The effects of pyrroloquinoline quinone on heme-regulated eIF-2α kinase and eIF-2B activities in eukaryotic protein synthesis

Abstract

Pyrroloquinoline quinone (PQQ), a novel cofactor of biological redox processes, is ubiquitous in animal cells. We have examined the effects of PQQ on protein synthesis. PQQ inhibits protein synthesis in hemin-supplemented rabbit reticulocyte lysates. This inhibition is characterized by increased phosphorylation of eIF-2α and by diminished guanine nucleotide exchange activity of eIF-2B. The increased eIF-2α phosphorylation is the result of activation by PQQ of the heme-regulated eIF-2α kinase (HRI). The addition of 10 μM PQQ completely inhibits the increase in protein synthesis that occurs on the addition of hemin (20 μM) to heme-deficient lysates, whereas a lower concentration of PQQ (100 nM) causes a very slight stimulation of protein synthesis. The increased eIF-2α phosphorylation that occurs at high concentrations of PQQ inhibits eIF-2B activity, presumably due to formation of a 15S complex [eIF-2(αP)·eIF-2B] in which eIF-2B becomes non- functional. Low concentrations of PQQ (0.1-1 μM) do not affect eIF-2α phosphorylation, but rather enhance the guanine nucleotide exchange activity of eIF-2B in reticulocyte lysates. In Chinese hamster ovary cell extract which is devoid of significant eIF-2α kinase activity, addition of both low and high concentrations of PQQ results in an increase in eIF-2B activity.
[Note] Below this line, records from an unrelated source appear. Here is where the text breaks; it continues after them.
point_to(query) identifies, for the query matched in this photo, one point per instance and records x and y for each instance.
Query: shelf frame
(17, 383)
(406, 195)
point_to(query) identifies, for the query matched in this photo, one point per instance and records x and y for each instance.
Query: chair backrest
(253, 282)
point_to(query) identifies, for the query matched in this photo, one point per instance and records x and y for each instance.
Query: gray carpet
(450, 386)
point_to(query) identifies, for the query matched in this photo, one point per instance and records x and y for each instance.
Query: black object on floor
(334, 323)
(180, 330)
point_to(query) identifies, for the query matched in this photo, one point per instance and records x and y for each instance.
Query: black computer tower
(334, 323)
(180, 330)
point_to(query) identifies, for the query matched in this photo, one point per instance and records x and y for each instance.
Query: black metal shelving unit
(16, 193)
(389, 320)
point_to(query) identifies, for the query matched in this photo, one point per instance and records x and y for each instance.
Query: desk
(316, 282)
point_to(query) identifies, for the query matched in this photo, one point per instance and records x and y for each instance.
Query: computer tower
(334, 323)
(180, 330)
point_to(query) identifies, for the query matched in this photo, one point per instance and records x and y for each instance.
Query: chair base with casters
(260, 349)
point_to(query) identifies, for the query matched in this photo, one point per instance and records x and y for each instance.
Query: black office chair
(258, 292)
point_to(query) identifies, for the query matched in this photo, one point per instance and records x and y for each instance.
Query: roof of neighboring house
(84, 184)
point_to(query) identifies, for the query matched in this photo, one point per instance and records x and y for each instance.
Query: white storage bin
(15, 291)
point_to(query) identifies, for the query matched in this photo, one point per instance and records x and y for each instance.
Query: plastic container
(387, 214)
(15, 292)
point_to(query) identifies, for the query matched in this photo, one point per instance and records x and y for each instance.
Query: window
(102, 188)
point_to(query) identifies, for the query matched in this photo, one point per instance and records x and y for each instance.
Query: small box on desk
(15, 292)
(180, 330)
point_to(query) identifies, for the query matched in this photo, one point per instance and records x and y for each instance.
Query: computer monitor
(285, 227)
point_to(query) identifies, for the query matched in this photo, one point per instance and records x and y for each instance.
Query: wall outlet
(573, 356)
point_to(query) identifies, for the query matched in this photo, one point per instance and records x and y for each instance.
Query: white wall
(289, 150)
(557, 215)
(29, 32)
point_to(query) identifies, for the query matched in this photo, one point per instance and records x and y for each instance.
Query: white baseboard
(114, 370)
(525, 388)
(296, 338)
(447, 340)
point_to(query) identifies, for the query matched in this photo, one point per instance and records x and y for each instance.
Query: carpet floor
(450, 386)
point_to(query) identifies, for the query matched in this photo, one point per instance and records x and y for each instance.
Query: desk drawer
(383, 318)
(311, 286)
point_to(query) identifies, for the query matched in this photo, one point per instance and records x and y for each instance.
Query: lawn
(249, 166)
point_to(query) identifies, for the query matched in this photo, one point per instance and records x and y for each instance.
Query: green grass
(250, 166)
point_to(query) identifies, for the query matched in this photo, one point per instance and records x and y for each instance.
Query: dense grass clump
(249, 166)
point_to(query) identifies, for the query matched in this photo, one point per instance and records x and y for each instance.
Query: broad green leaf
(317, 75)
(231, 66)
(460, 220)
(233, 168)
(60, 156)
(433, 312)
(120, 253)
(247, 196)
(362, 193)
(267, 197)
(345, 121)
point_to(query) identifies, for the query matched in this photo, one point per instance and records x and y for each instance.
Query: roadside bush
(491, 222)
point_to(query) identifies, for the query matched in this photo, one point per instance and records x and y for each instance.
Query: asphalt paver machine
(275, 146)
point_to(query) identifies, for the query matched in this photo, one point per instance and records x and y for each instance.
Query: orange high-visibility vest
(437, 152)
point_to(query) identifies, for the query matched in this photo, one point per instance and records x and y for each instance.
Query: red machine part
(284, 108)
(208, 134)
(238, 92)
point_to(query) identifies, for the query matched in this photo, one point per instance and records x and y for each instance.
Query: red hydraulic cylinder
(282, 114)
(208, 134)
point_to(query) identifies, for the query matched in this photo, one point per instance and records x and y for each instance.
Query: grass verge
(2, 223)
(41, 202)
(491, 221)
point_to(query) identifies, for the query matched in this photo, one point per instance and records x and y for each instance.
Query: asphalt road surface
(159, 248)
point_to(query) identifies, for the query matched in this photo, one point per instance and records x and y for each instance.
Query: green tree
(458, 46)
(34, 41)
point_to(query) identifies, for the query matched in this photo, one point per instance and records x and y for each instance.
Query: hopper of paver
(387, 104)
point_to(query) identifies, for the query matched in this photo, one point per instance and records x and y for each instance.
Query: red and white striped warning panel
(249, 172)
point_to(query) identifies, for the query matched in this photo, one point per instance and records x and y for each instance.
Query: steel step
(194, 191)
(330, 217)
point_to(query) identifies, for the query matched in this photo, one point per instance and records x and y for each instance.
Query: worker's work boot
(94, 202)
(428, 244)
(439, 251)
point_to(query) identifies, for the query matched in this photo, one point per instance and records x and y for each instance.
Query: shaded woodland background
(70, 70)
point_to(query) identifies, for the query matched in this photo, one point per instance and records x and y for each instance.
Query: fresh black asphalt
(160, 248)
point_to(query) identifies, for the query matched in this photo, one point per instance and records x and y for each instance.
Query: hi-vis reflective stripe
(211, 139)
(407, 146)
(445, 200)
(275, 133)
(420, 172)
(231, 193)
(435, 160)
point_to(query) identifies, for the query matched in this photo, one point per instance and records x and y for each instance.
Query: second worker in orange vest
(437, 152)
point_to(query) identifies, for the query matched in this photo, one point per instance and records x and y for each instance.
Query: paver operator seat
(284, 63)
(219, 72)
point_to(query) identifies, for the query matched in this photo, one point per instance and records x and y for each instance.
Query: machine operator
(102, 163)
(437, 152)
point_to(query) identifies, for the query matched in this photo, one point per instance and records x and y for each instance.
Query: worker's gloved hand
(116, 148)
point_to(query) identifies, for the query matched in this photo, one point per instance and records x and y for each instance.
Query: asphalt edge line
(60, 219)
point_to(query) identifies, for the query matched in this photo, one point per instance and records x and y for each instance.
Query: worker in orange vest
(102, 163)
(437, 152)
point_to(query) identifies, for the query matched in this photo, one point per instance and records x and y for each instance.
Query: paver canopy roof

The addition of PQQ to reticulocyte lysates activates HRI whereas addition of PQQ to purified HRI in vitro inhibits the autokinase and eIF-2α kinase activity of the HRI; the inhibition of purified HRI by PQQ is observed both in the presence and absence of hemin. These findings suggest that PQQ inhibits purified HRI by acting as an oxidant whereas in lysates in which PQQ is readily reduced, the PQQ acts as a reductant and increases the activities of both HRI and eIF-2B.